Als ersten Schritt zum Verständnis, wie `\\expandafter` es wirklich funktioniert, werfen wir einen Blick auf zwei Komponenten von TeX, die für die Funktionsweise von `\\expandafter`: TeX-Tokens (Ganzzahlen) und Tokenlisten (Listen von Ganzzahlen). Leser, die diese Themen viel genauer erkunden möchten, könnten an den folgenden von Overleaf veröffentlichten Artikeln interessiert sein:

* [Was ist ein TeX-Token?](/latex/de/ausfuhrliche-artikel/53-what-is-a-tex-token.md)
* [Was ist eine TeX-Tokenliste?](/latex/de/ausfuhrliche-artikel/54-what-is-a-tex-token-list.md)-[Wie funktionieren TeX-Makros eigentlich?](/latex/de/weitere-themen/01-a-six-part-series-how-do-tex-macros-actually-work.md)

### Woher stammen die Tokendaten?

Im gesamten Artikel verwenden wir tatsächliche Tokenwerte, die von TeX berechnet wurden — Daten, die für Benutzer normalerweise nicht zugänglich sind. Leser, die neugierig sind, wie diese Tokenwert-Daten ermittelt wurden, sollten wissen, dass Overleaf benutzerdefinierte Builds mehrerer TeX-Engines hat, die wir für Forschungszwecke verwenden. Diese Engines wurden so modifiziert, dass sie Informationen über TeXs interne Verarbeitungsaktivitäten ausgeben — dies hilft, für einige der von uns erstellten Artikel zusätzliches Hintergrundmaterial bereitzustellen. Indem wir numerische Tokenwerte zeigen/erörtern, möchten wir Details einbeziehen, die hoffentlich den Lesern helfen, „TeX-Tokens“ besser zu verstehen und dieses wichtige Konzept etwas weniger undurchsichtig erscheinen zu lassen.

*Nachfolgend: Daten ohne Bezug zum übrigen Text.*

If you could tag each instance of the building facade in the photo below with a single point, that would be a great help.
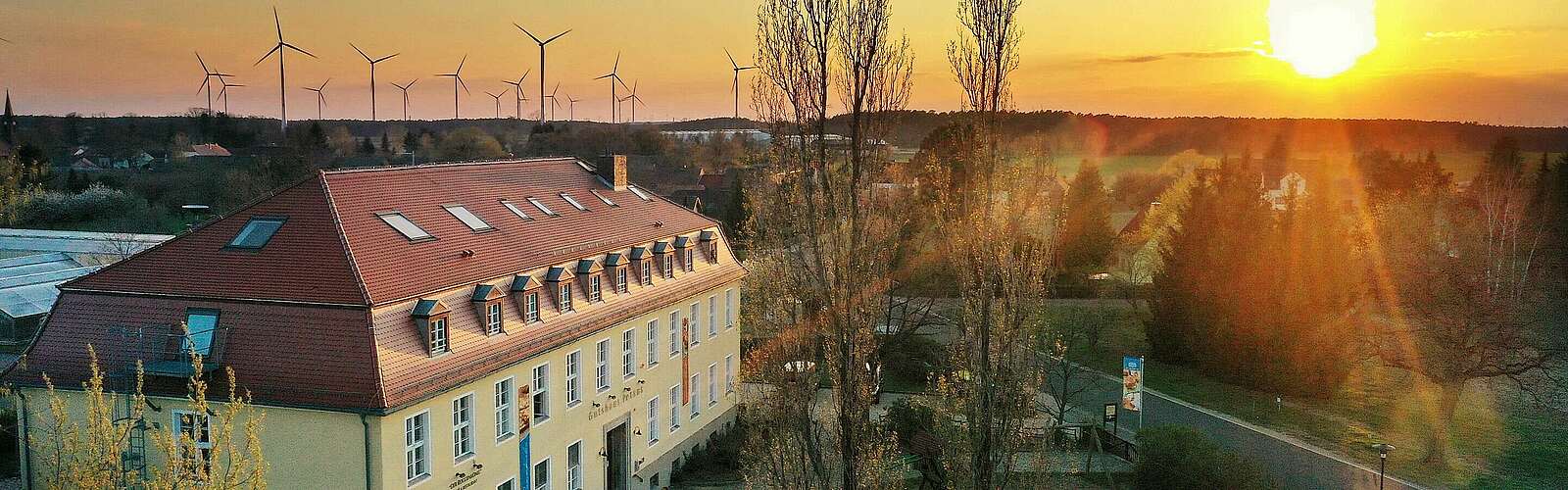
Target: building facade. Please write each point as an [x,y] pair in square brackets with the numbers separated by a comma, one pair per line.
[524,323]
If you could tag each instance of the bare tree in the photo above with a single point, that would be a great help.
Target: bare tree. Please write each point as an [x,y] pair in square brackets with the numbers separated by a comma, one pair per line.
[833,237]
[1463,296]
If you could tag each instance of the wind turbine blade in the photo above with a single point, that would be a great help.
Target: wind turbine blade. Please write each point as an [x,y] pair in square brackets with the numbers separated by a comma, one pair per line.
[295,47]
[361,52]
[525,31]
[269,54]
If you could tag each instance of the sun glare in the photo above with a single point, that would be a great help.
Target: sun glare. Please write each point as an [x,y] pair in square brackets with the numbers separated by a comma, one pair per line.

## TeX-Tokens 101 (und Begriffe der Expansion)

Wenn TeX Ihre Eingabedatei verarbeitet, liest es den Text und wandelt einzelne Zeichen und Zeichenfolgen (Befehle) in sogenannte *Tokens*. Ein TeX-Token ist einfach ein von TeX berechneter Ganzzahlwert, der verwendet wird, um Daten zu „kodieren“, die TeX über ein aus seiner aktuellen Eingabequelle eingelesenes Element speichern muss. Stellen Sie sich Tokens als kleine Informationspakete vor, die die Daten zusammen „verpacken“, die TeX festhalten muss, damit sie an die nächste Verarbeitungsstufe weitergegeben werden können. Intern arbeitet TeX mit diesen ganzzahligen Tokenwerten — es verwendet nicht die tatsächlichen Buchstaben, Symbole, Ziffern usw., die ursprünglich in Ihrer Eingabedatei enthalten waren: Alles wird in ein Token (eine Ganzzahl) umgewandelt, und TeX arbeitet mit diesen.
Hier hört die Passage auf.